中共重要歴史文献資料彙編について(その3)

さてさて、また覚え書きは続く。たぶん最後なので少しおまけのような覚え書き。

 

表題の資料集について、最近、読んだ辻康吾さんの中国共産党史に関係するエッセイが興味深かった。

中華万華鏡 (岩波現代文庫)

中華万華鏡 (岩波現代文庫)

 

 辻さんは、同書の中で、2010年北京で開催された中国共産党党中央党史工作会議に関する議論を紹介している。その中で、当時の次期党総書記と目されていた習近平が「重要演説」を行い、次の5点を強調したとある

 

一、党史工作の重要性への認識を高める。

二、実事求是の原則を以て党史を研究、宣伝する。

三、党史の学習と教育を強化する。

四、党史工作の科学的レベルを向上させる。

五、党の歴史を歪曲し、醜悪化するいかなる誤った傾向にも断固反対する。(同書、84〜85頁)

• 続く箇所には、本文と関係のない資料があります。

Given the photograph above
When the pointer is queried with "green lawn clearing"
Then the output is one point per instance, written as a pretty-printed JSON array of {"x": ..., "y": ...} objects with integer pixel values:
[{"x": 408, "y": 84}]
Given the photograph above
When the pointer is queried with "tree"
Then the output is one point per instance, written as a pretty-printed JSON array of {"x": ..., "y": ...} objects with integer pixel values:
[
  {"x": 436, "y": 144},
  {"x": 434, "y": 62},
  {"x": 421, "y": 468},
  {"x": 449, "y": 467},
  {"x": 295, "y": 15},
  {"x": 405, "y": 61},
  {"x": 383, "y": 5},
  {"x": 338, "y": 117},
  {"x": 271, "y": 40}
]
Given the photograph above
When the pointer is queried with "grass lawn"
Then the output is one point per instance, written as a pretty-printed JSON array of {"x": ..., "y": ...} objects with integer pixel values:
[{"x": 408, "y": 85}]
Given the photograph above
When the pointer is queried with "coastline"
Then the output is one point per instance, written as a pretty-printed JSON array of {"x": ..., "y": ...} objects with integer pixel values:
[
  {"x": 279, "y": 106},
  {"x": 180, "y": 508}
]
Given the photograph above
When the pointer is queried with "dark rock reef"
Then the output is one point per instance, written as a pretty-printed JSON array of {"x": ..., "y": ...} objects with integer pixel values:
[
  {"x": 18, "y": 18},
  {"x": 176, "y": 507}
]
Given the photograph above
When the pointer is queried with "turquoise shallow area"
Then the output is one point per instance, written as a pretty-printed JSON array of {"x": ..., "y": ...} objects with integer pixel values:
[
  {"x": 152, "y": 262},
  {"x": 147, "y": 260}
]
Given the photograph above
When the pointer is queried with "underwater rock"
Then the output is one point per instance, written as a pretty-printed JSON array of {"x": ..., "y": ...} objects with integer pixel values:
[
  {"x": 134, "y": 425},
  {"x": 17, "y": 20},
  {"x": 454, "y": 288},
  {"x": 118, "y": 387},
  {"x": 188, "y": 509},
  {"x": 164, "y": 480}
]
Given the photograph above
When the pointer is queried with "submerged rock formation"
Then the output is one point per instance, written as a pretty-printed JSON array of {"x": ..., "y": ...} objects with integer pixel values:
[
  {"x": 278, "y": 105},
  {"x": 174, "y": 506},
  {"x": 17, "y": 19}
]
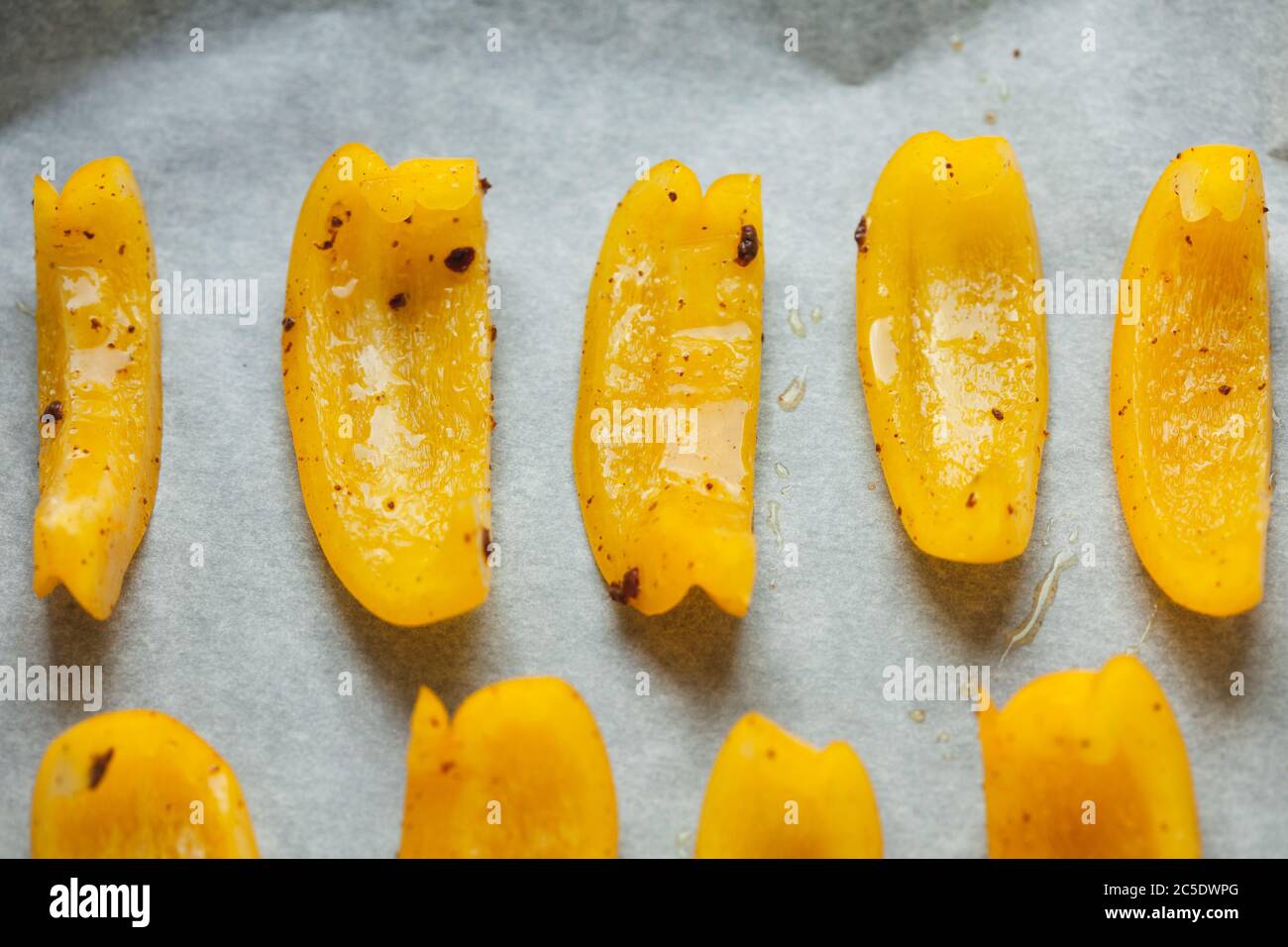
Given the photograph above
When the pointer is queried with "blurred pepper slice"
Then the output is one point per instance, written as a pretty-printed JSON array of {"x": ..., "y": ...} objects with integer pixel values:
[
  {"x": 952, "y": 344},
  {"x": 98, "y": 352},
  {"x": 1085, "y": 764},
  {"x": 137, "y": 784},
  {"x": 772, "y": 795},
  {"x": 1189, "y": 402},
  {"x": 665, "y": 434},
  {"x": 386, "y": 357},
  {"x": 520, "y": 772}
]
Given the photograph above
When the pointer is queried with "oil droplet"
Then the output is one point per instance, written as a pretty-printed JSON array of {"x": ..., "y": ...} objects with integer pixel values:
[
  {"x": 1042, "y": 598},
  {"x": 776, "y": 521},
  {"x": 798, "y": 325},
  {"x": 794, "y": 394}
]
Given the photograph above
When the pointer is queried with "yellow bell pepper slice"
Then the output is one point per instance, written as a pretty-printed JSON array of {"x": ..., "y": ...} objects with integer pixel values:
[
  {"x": 773, "y": 795},
  {"x": 386, "y": 354},
  {"x": 1086, "y": 764},
  {"x": 137, "y": 784},
  {"x": 665, "y": 433},
  {"x": 1190, "y": 414},
  {"x": 98, "y": 354},
  {"x": 952, "y": 344},
  {"x": 520, "y": 772}
]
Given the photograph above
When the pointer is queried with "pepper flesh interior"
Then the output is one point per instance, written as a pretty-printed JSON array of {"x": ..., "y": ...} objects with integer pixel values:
[
  {"x": 665, "y": 433},
  {"x": 98, "y": 346},
  {"x": 1190, "y": 408},
  {"x": 519, "y": 772},
  {"x": 952, "y": 344},
  {"x": 137, "y": 784},
  {"x": 772, "y": 795},
  {"x": 1086, "y": 764},
  {"x": 386, "y": 369}
]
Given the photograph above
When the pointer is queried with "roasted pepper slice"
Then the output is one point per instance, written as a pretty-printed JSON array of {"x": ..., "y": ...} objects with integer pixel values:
[
  {"x": 665, "y": 434},
  {"x": 98, "y": 352},
  {"x": 520, "y": 772},
  {"x": 773, "y": 795},
  {"x": 1189, "y": 405},
  {"x": 1089, "y": 764},
  {"x": 952, "y": 344},
  {"x": 137, "y": 784},
  {"x": 386, "y": 359}
]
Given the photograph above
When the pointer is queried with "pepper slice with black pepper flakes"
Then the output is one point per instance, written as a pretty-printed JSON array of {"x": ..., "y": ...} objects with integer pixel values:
[
  {"x": 949, "y": 222},
  {"x": 519, "y": 772},
  {"x": 1190, "y": 394},
  {"x": 386, "y": 375},
  {"x": 98, "y": 354},
  {"x": 129, "y": 784},
  {"x": 665, "y": 432}
]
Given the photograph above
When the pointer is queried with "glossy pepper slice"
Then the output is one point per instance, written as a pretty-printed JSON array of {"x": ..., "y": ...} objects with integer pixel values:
[
  {"x": 772, "y": 795},
  {"x": 137, "y": 784},
  {"x": 665, "y": 434},
  {"x": 386, "y": 357},
  {"x": 1086, "y": 764},
  {"x": 98, "y": 354},
  {"x": 952, "y": 344},
  {"x": 1189, "y": 403},
  {"x": 520, "y": 772}
]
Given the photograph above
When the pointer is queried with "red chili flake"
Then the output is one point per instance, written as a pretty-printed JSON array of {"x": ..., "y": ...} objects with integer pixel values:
[
  {"x": 98, "y": 767},
  {"x": 748, "y": 245},
  {"x": 861, "y": 235},
  {"x": 627, "y": 589},
  {"x": 460, "y": 260}
]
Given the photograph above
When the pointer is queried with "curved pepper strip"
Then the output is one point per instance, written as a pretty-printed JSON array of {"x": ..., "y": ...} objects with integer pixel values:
[
  {"x": 137, "y": 784},
  {"x": 952, "y": 344},
  {"x": 98, "y": 347},
  {"x": 386, "y": 356},
  {"x": 520, "y": 772},
  {"x": 772, "y": 795},
  {"x": 1086, "y": 764},
  {"x": 1190, "y": 412},
  {"x": 665, "y": 433}
]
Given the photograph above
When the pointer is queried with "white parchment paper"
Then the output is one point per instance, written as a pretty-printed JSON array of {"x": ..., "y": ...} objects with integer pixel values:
[{"x": 248, "y": 650}]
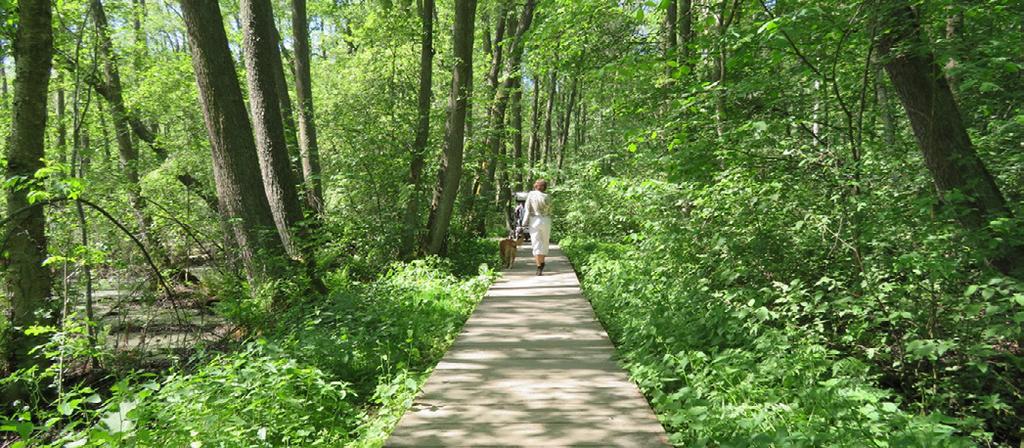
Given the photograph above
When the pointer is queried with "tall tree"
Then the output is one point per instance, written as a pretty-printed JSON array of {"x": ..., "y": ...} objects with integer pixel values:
[
  {"x": 240, "y": 191},
  {"x": 412, "y": 221},
  {"x": 262, "y": 59},
  {"x": 566, "y": 122},
  {"x": 450, "y": 173},
  {"x": 514, "y": 177},
  {"x": 287, "y": 112},
  {"x": 669, "y": 33},
  {"x": 122, "y": 129},
  {"x": 28, "y": 281},
  {"x": 498, "y": 108},
  {"x": 960, "y": 175},
  {"x": 535, "y": 131},
  {"x": 308, "y": 149},
  {"x": 478, "y": 198},
  {"x": 548, "y": 114},
  {"x": 685, "y": 13},
  {"x": 3, "y": 80}
]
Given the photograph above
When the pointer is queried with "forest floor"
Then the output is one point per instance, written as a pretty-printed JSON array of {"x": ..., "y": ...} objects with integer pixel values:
[{"x": 531, "y": 367}]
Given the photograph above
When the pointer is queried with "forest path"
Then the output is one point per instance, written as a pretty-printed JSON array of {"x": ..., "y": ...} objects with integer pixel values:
[{"x": 531, "y": 367}]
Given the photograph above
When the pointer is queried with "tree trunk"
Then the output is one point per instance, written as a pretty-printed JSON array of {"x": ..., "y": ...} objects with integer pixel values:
[
  {"x": 563, "y": 138},
  {"x": 61, "y": 127},
  {"x": 485, "y": 171},
  {"x": 28, "y": 281},
  {"x": 3, "y": 81},
  {"x": 515, "y": 174},
  {"x": 547, "y": 117},
  {"x": 262, "y": 58},
  {"x": 412, "y": 221},
  {"x": 535, "y": 133},
  {"x": 308, "y": 148},
  {"x": 240, "y": 191},
  {"x": 954, "y": 32},
  {"x": 960, "y": 176},
  {"x": 138, "y": 16},
  {"x": 885, "y": 108},
  {"x": 122, "y": 131},
  {"x": 498, "y": 108},
  {"x": 450, "y": 173},
  {"x": 669, "y": 34},
  {"x": 685, "y": 29},
  {"x": 287, "y": 112}
]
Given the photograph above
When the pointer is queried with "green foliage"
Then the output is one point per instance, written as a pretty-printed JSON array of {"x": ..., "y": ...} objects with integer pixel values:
[
  {"x": 325, "y": 372},
  {"x": 716, "y": 299}
]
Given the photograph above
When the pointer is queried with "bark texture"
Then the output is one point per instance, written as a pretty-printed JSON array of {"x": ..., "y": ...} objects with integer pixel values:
[
  {"x": 450, "y": 173},
  {"x": 240, "y": 192},
  {"x": 122, "y": 129},
  {"x": 28, "y": 281},
  {"x": 412, "y": 219},
  {"x": 262, "y": 58},
  {"x": 958, "y": 174},
  {"x": 308, "y": 149}
]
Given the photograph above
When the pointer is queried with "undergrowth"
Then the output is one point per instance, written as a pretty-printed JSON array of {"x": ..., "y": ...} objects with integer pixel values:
[
  {"x": 338, "y": 370},
  {"x": 743, "y": 329}
]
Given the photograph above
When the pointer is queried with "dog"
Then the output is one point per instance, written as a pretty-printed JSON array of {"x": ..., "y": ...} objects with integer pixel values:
[{"x": 508, "y": 248}]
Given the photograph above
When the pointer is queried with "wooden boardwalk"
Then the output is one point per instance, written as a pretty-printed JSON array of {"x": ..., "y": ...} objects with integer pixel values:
[{"x": 531, "y": 367}]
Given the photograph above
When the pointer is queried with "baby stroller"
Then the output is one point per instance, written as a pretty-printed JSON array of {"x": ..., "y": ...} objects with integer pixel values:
[{"x": 516, "y": 227}]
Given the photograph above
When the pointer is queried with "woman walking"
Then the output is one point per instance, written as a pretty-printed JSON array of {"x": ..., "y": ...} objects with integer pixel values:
[{"x": 538, "y": 219}]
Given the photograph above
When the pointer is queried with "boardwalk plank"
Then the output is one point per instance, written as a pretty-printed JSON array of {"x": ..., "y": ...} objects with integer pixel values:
[{"x": 531, "y": 367}]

 ここで辻さんは第5点目を強調している。中共がこうした点を主張しなければならない大きな要因として、近年、党史の見直しが次第になされていることに中共首脳部が大きな反応を示したものであるとしている。

そして、辻さんは新たな党史の見直しの流れが起こったとするその背景の中に、同資料集の名前もでてくる。それは次のとおりだ。

 

三、「文革」後の改革開放政策のもとで『建国以来毛沢東文稿』など新たに公表された膨大な史料を精査することから実証的な党史の書き直しが進んでいた。また「文革」期の混乱から大量の内部文献が海外に流出したことも大きく影響している(Service Center for Chinese Publication『中共重要歴史文献彙編』など)。(同書89頁)

ここで、辻さんは、同資料集を、文革期の混乱で流出した資料ととらえているところが、個人的には大変に興味深い。何かそれが分かる資料があるのであろうか。もし、お目にかかれる機会があったら、是非にうかがってみたい。何だか、資料集の中身よりも資料集の編纂主体の方に興味がでてきた。

 

そして、前に獨協大学で見た目録によると、同センターはHPを作成して、この膨大な資料集の目録を掲載するつもりであったことが書かれている。それは2003年のことだが、そのHPらしきものは、見当たらない。この覚え書きの続きを書くとすれば、やはりアメリカに行かねばならないかとも思っている。それはいつになるやら。